President Obama greets Minneapolis Police Chief Janee Harteau after delivering… (Ben Garvin, Getty Images )
MINNEAPOLIS — With police officers and troopers in uniform arrayed behind him, President Obama on Monday pitched his proposals to curtail gun violence with an appeal for "common sense" and bipartisanship, even as he downplayed the prospects for key parts of his plan.
Speaking to law enforcement officials at a Minneapolis police facility, Obama said he saw a consensus emerging on Capitol Hill in favor of expanding background checks to all gun buyers, one of three core proposals in the plan he unveiled after the mass shooting at Sandy Hook Elementary School in December.
Eliminating loopholes that allow sales without such checks at gun shows or by private dealers has broad public support and growing momentum in Congress, Obama said.
"There's no reason why we can't get that done. That is not a liberal idea or a conservative idea. It's not a Democratic or Republican idea. That is a smart idea," he said.
But the president was not as upbeat about two other elements of his proposal — reinstating bans on assault weapons and on high-capacity magazines. Rather than calling for their passage, Obama merely said the measures deserved "a vote in Congress."
Obama's emphasis was a telling reflection of where the gun debate has gone in seven weeks since a gunman killed 20 first-graders and six adults with an assault weapon in the Connecticut school. Though Democrats in Congress have pressed the assault weapons and ammunition bans — previous versions of which expired in 2004 — most Republicans remain firmly opposed.
An expansion of the background check system, which reviews records to ensure guns are not sold to felons and the mentally unstable, is increasingly seen as a more viable step.
Legislation in the Senate, which is controlled by Democrats, is likely to focus on universal background checks. Four senators — Republicans Mark Steven Kirk of Illinois and Tom Coburn of Oklahoma, and Democrats Joe Manchin III of West Virginia and Charles E. Schumer of New York — are working to draft legislative language.

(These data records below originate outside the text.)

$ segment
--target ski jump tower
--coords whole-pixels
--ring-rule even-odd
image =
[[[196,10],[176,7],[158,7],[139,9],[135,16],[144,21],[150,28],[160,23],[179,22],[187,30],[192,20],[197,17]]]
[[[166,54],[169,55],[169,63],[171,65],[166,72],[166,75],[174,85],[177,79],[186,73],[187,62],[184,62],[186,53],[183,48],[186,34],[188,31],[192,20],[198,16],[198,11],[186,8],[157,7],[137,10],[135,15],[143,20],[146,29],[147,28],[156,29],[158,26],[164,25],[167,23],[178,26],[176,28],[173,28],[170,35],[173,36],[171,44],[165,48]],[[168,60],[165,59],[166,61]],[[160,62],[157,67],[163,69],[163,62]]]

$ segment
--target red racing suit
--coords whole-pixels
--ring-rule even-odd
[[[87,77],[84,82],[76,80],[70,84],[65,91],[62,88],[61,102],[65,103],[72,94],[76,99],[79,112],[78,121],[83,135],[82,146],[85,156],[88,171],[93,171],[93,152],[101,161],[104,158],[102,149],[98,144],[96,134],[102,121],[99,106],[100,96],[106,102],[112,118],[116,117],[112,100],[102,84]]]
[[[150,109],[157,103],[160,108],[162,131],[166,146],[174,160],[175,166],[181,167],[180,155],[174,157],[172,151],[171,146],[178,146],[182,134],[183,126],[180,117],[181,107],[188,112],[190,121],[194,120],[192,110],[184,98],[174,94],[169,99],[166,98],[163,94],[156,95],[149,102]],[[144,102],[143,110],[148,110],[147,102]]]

In the Republican-led House, any gun legislation will face serious obstacles. But notably, Rep. Paul D. Ryan (R-Wis.), the party's vice presidential candidate last year, has indicated he is open to strengthening the background check system. House leadership has otherwise avoided discussing the issue in detail.
The shifting momentum was visible this weekend when Senate Majority Leader Harry Reid (D-Nev.), a longtime backer of gun rights, said he was likely to support the measure. Tellingly, he said only that he would take a look at the assault weapons and high-capacity magazine bans.
When Mayors Against Illegal Guns, the coalition backed by New York Mayor Michael R. Bloomberg, ran an ad during the Super Bowl in the Washington area, it focused on one issue: background checks.
Mark Glaze, the group's director, said a ban on assault weapons and large magazines "is a very important part of the gun solution, but it's also the hardest part to pass." He said an expansion of background checks "is the biggest policy fix and happens to have the best politics."
Obama and Vice President Joe Biden continue to advocate an assault weapons ban. "Our law enforcement officers should never be outgunned on the streets," Obama said Monday.
The president spoke after holding a private round-table discussion with law enforcement and local leaders at the Minneapolis police special operations center. The visit to this Democratic city was his first outing outside Washington to advocate for his gun measures — the informal launch of the bully pulpit campaign he's vowed to wage on behalf of what he has made a top priority.
The White House picked Minneapolis for the backdrop because its law enforcement officials and politicians have called for better background checks and instituted programs to curb gun violence.
Mayor R.T. Rybak, who campaigned for Obama's reelection, co-hosted a regional gun summit last month, and Hennepin County Sheriff Richard W. Stanek, a Republican, is leading sheriffs who are pushing state legislators to improve the database used in background checks run on gun buyers.
After gun violence involving young people rose nearly a decade ago, the city instituted a comprehensive violence prevention program that emphasized mentoring for young people, rehabilitation and other community programs. Local officials credit the initiative with helping reduce gun-related incidents involving young people.
Obama said the city's focus on problem-solving was one that should prevail in Washington.
"We don't have to agree on everything to agree it's time to do something," he said.
Michael A. Memoli in the Washington bureau contributed to this report.